11. The Hercules securitization strategy could achieve a rapid reduction in NPEs provided capital-raising efforts are successful. The pandemic could delay further the normalization of bank balance sheets, requiring a proactive government approach backed by a comprehensive cost-benefit analysis of all available options. The overarching goals should be to reduce financial sector risks and avoid a prolonged and muted credit-less economic recovery. In this regard, the mission welcomed the extension of additional government guarantees for NPE securitizations (“Hercules-II”) but suggested that backup plans should be formulated in case fresh capital raising efforts by banks are insufficient and/or other execution risks materialize. As the Bank of Greece’s proposal to establish an Asset Management Company (AMC) has been shelved, the mission encouraged the authorities to work with European partners to find a solution for the weak quality of bank capital. Amid increasing bank differentiation, stand-alone DTC conversion could be considered as a last resort if it restores investor confidence for those banks that are unable to fully utilize existing tools. The mission also encouraged the authorities to swiftly finalize a DTC law amendment to ensure that the instruments are loss absorbing in resolution. Effective implementation and use of the new Insolvency Code, including by servicers, will be critical for meaningful debt resolution.

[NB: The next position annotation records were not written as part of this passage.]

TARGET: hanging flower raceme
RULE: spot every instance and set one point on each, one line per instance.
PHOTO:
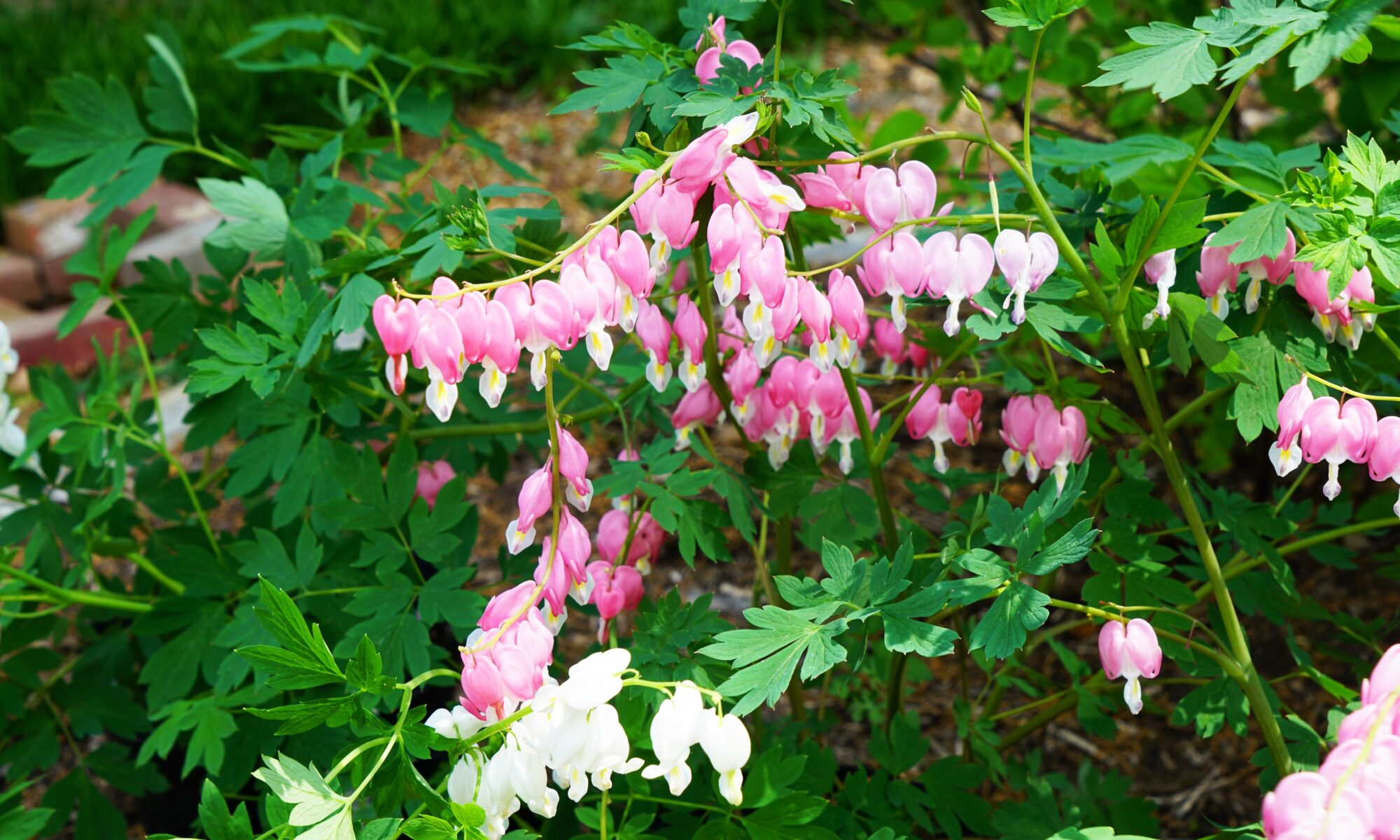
(958, 270)
(1336, 433)
(1334, 316)
(572, 734)
(1026, 264)
(1060, 440)
(888, 198)
(1161, 272)
(433, 475)
(1356, 793)
(1217, 278)
(1018, 432)
(1276, 270)
(1130, 652)
(1286, 454)
(1385, 454)
(958, 422)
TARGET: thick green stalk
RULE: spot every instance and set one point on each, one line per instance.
(1250, 678)
(1126, 289)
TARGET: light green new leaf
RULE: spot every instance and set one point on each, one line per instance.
(303, 788)
(257, 216)
(1016, 612)
(1172, 61)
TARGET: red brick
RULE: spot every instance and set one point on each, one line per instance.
(36, 338)
(47, 229)
(20, 278)
(176, 205)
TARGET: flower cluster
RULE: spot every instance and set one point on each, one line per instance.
(1044, 438)
(572, 733)
(1130, 650)
(1318, 429)
(1220, 276)
(1356, 793)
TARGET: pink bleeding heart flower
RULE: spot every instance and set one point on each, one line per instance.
(398, 327)
(673, 227)
(890, 346)
(1217, 276)
(617, 589)
(696, 408)
(1161, 272)
(632, 267)
(1060, 440)
(534, 502)
(1018, 432)
(1335, 316)
(1276, 270)
(849, 316)
(471, 323)
(432, 477)
(708, 66)
(482, 685)
(922, 419)
(965, 416)
(890, 200)
(654, 332)
(706, 158)
(1026, 264)
(1130, 652)
(817, 314)
(502, 355)
(1293, 408)
(1385, 456)
(573, 470)
(691, 332)
(958, 270)
(1336, 433)
(741, 377)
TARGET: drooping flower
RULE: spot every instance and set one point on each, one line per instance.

12. Structural reform implementation will be essential to minimize scarring risks and leverage NGEU resources. Reforms have progressed in a number of areas and the widening of Greece’s external imbalances last year reflects mainly temporary factors related to the pandemic. Nonetheless, addressing the overvaluation of the Real Effective Exchange Rate and strengthening convergence prospects in the Eurozone requires accelerating structural reforms that boost productivity, reduce non-wage costs, and close the investment gap. Improving the fiscal policy mix would help achieve the authorities’ labor force participation objectives by encouraging female labor participation (particularly by funding childcare) and investing in youth’s prospects and older worker reskilling. NGEU funds have the potential to support Greece’s transition to a job-rich, fairer, and greener growth model provided the public investment framework is upgraded. The mission recommended that the upcoming labor codification should foster labor market flexibility and that the minimum wage adjustment should be prudent. The mission also encouraged the authorities to implement proper safeguards to ensure the transparency and accountability of COVID-19-related emergency spending and to protect the independence and credibility of the statistical agency and its staff, making every effort to uphold the “Commitment on Confidence in Statistics” endorsed by the government in 2012.